Sementara itu, Ketua Umum ADIGSI, Firlie Ganinduto, mengatakan bahwa peningkatan kesadaran mengenai keamanan siber perlu menjangkau lebih banyak daerah dan sektor industri.
“Banyak organisasi sudah menyadari pentingnya keamanan siber, namun tantangan berikutnya adalah bagaimana menerjemahkan kesadaran tersebut menjadi tindakan nyata.
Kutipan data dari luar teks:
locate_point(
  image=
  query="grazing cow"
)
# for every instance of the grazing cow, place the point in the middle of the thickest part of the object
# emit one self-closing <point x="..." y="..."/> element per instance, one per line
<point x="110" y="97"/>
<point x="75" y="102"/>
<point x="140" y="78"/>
Melalui GNKS, kami ingin menghadirkan forum yang praktis sehingga para peserta dapat saling belajar dan membawa hasil yang bisa diterapkan di organisasi masing-masing,” ujar Firlie.
Menurutnya, Makassar memiliki posisi strategis sebagai salah satu pusat pertumbuhan ekonomi di kawasan timur Indonesia sehingga menjadi lokasi yang tepat untuk memperluas gerakan ini.
Gerakan Nasional Ketahanan Siber merupakan inisiatif yang dijalankan ITSEC Asia bersama ADIGSI sepanjang tahun 2026 untuk meningkatkan kesadaran dan kesiapan menghadapi ancaman siber di berbagai sektor. Setelah Banten dan Makassar, rangkaian kegiatan ini akan berlanjut ke Pontianak, Bali, Yogyakarta, dan Medan.
“Kami berharap semakin banyak organisasi yang terlibat dalam gerakan ini. Ketahanan siber pada akhirnya merupakan kepentingan bersama yang akan mendukung tingkat kepercayaan terhadap ekonomi digital Indonesia,” tutup Patrick.